The downturn marked a dark time for those with a toe in the market and sparked anxiety, especially among new investors, who had been riding high on continued market rallies over recent years.
However, it’s important to remember that this is not the first — and won’t be the last — market dip, and it can be good opportunity to get your investment strategy in check.
CNBC Make It spoke to financial experts to get their best advice on managing your investments amid the coronavirus downturn and beyond.
Coronavirus in context
“While some epidemics did spark a market correction — which is what we are witnessing now — their impacts tended to be relatively short lived, with drawdowns lasting less than two months. The HIV/AIDS pandemic in 1981 was the exception with 5.1 months of market impact,” Lim told CNBC Make It.
Steve Brice, chief investment strategist at Standard Chartered Private Bank, was more neutral, noting that many markets have already priced in a recession. However, he added that could provide investors an “opportunity to add exposure rather than panic and sell.”
What to do with your money
When looking for money-making opportunities in uncertain times, Brice said it’s vital to remember the core investing strategies: go gradual and diversify.
“Market volatility is something that investors should be prepared for, despite the recent volatility being quite extreme,” he said. “Start small and ensure (you) are diversified across major asset classes (equities, bonds, cash and gold) and major regions/sectors.”
Lorna Tan, head of financial planning literacy at Singapore’s multinational bank DBS, agreed that periods of volatility can be a good time to enter the stock market and gauge your risk tolerance.
However, she added that it’s not for the fainthearted and recommended following four key pillars.
1. Invest for the long-term — Make sure you have three-to-six months’ salary saved in cash for a rainy day, because any money you invest in the market should be locked away for long-term goals.
2. Contribute gradually — Invest a fixed sum regularly into the same investment product over a long-term period. This allows you to buy more units when the cost is low, and less when the price is high. It’s a strategy known as dollar-cost averaging.
3. Take advantage of compound interest — Time in the market is more important than timing the market. Earn interest on the interest you receive by sticking to a disciplined investing plan.
4. Diversify, diversify, diversify — Consider low-cost, passively-managed index funds or exchange traded funds (ETFs), which give you exposure to a broad range of stocks.
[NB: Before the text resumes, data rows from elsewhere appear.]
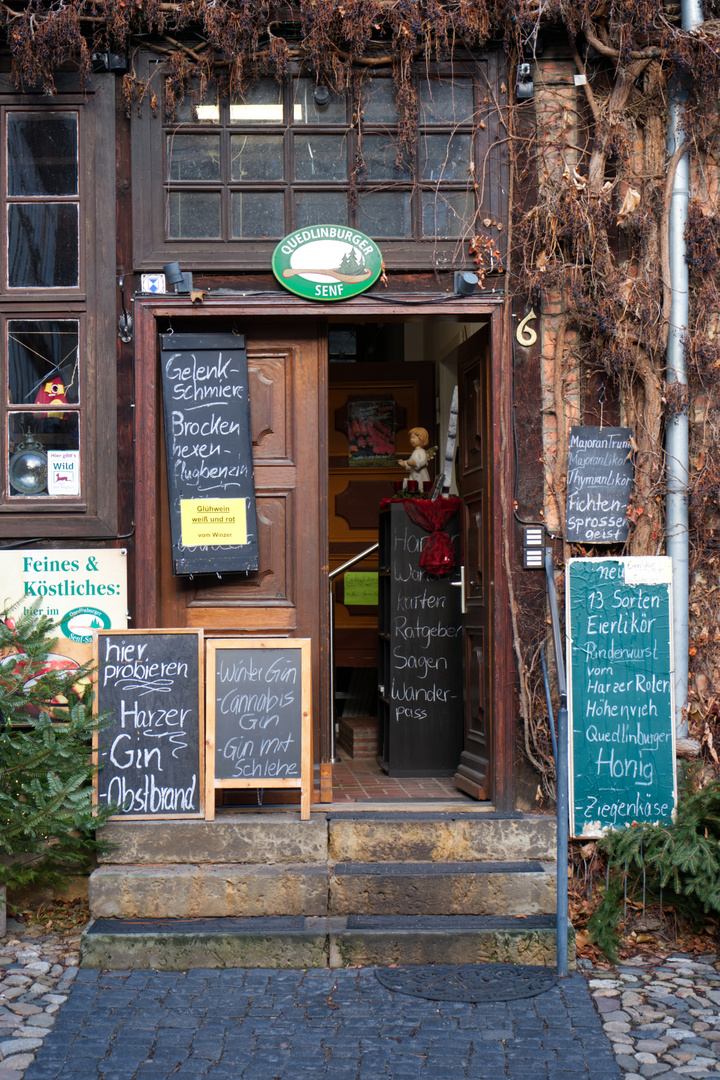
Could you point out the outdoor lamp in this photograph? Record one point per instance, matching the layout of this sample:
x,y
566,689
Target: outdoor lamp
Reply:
x,y
525,89
464,282
181,281
28,468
Lim noted the current market dip can provide an especially good opportunity for young investors who have a long timeline to play with. According to StashAway’s Insights 2020 report, people who invested consistently during corrections and when markets broke performed even better than those who withdrew during corrections and did nothing during break-even periods.
Meanwhile, those who already have a stake in the market should hold tight, according to Dhruv Arora, CEO of digital wealth manager Syfe.
“Times like these stress test not just the market, but individuals too … Try not to be swayed by your emotions. Unless you have an immediate need for cash, do not sell your assets out of panic,” he advised.
While financial experts expect the downturn to continue in the near term, most agreed that markets will recover over the next few months.
“History has shown that the markets bounce back time and time again,” said Tan from DBS.
Lim agreed, noting that the underlying economic indicators in the U.S. and China are strong, and recent events are likely to “delay but not derail” that growth.
China, in particular, has shown positive signs of recovery, having recorded a drop-off in new virus cases over recent days, he continued. Meanwhile governments elsewhere, including in the U.S., have implemented proactive fiscal measures to support their economies.